Cambridge And Beyond

Reviews

 Artist: Brass Monkey
Album: The Definitive Collection
Label: Highpoint
Tracks: 14
Rating: ***
Contact:  www.propermusic.com

Best of albums, or in this case a definitive collection, are not the easiest of albums to review. True fans will have all of the tracks listed and in this day of mp3will probably have already assembled their own definitive collections and will almost certainly have formed an opinion.
That leaves the more casual music lover whose heard a track or two, but is keen to hear more and that all to rare beast someone that has heard of the band and is looking to find out what the fuss is about.
Well to both of those I'd say you've got yourself a pretty good album here. Brass Monkey aren't the most prolific band you'll ever find, five proper albums in twenty two years seems like laziness in some quarters. That is until you realise the number of other projects that these guys have been involved with.
Brass Monkey really did put something back into English folk music, the horns. Strings, percussion and wind could be heard in a lot of music, but the brass had vanished.
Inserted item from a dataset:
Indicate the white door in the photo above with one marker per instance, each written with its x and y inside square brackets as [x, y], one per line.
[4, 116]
There were pennywhistles and fife's, but where were the sacbutts and the serpents. Brass Monkey turned them into tubas, trumpets and horns and reintroduced them to the genre.
Brass Monkey also did it with the cream of the crop in it's day. The early albums were vital, rediscovering a rich vein. Q magazine hailed them as the finest folk group of the 80s. There's still something very fresh about the sound. Age has not whithered it.
The Definitive Collection is a good album, but to my mind one that is slightly less than the sum of it's parts. The selections are good. There has been a great effort to sit the album together as a whole. You can't fault a single track, but it doesn't hold together
Listen to it. Let it inspire you and then go out and get the full albums, at least one. Get to hear a set, rather than a collection.